Sir Gervase adjusted his eyeglass and drew a paper from his pocket.

“I am going to spare you all the legal phraseology,” he said. “The mortgagees of your Burton Valley property have given notice that they wish to foreclose. The interest is overdue. The utmost extension of time we have been able to get is until Thursday fortnight. If the money is not paid by then the estates will go.”

“How much?” the Marquis asked.

“Eighty-seven thousand pounds odd.”

“Do these fellows who want the land know about the Mechester water scheme?”

“I very much fear that they do.”

“Is there any chance of borrowing the money and paying off the present mortgagees?” Ursula asked.

“Not unless we can obtain certain information from someone officially connected with the Borough of Mechester as to their intentions.”

Sir Gervase folded up his paper and looked around the little group.

“Anything to suggest beyond that, Sir Gervase?” the Marquis enquired.

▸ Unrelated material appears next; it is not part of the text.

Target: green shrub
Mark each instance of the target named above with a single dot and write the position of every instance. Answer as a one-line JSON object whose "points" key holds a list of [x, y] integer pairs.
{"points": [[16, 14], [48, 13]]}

“Only that if you could possibly find the money through a friend,” the lawyer replied, “I should do it. The property itself is worth a great deal more than the eighty-seven thousand pounds. With the water rights, if the town of Mechester adopts the Burton Valley scheme, the property should be worth at least a quarter of a million.”

There was a somewhat dreary silence.

“You wouldn’t like to take a shot at it yourself, I suppose, Sir Gervase?” Freddy suggested.

The lawyer shook his head.

“My dear Lord Frederick,” he remonstrated, “the emoluments of my profession do not leave us with such sums; added to which, I have seven partners.”

“It scarcely comes within the scope of the family solicitor’s activities to provide money for impecunious clients, Freddy,” his father reminded him, “Sir Gervase has done a friendly action in placing the matter before us.”

“I thank your lordship,” Sir Gervase said rising to his feet. “If upon reflection there is anything you are able to do in the matter I shall be in London all the month and you have until Thursday fortnight to find the money.”

Sir Gervase took leave of his fellow guests. They all strolled out together into the lounge where coffee was waiting. The Marquis himself saw his guest off. He returned to find a disconsolate party awaiting him.

“To think of a quarter of a million going west,” Freddy groaned.

The Marquis coughed. He glanced benignly towards Ursula.

“I am afraid after all,” he said, “that our suggestion half in jest of a short time ago must be taken seriously. We must invite this new hero of yours, Ursula, to dine.”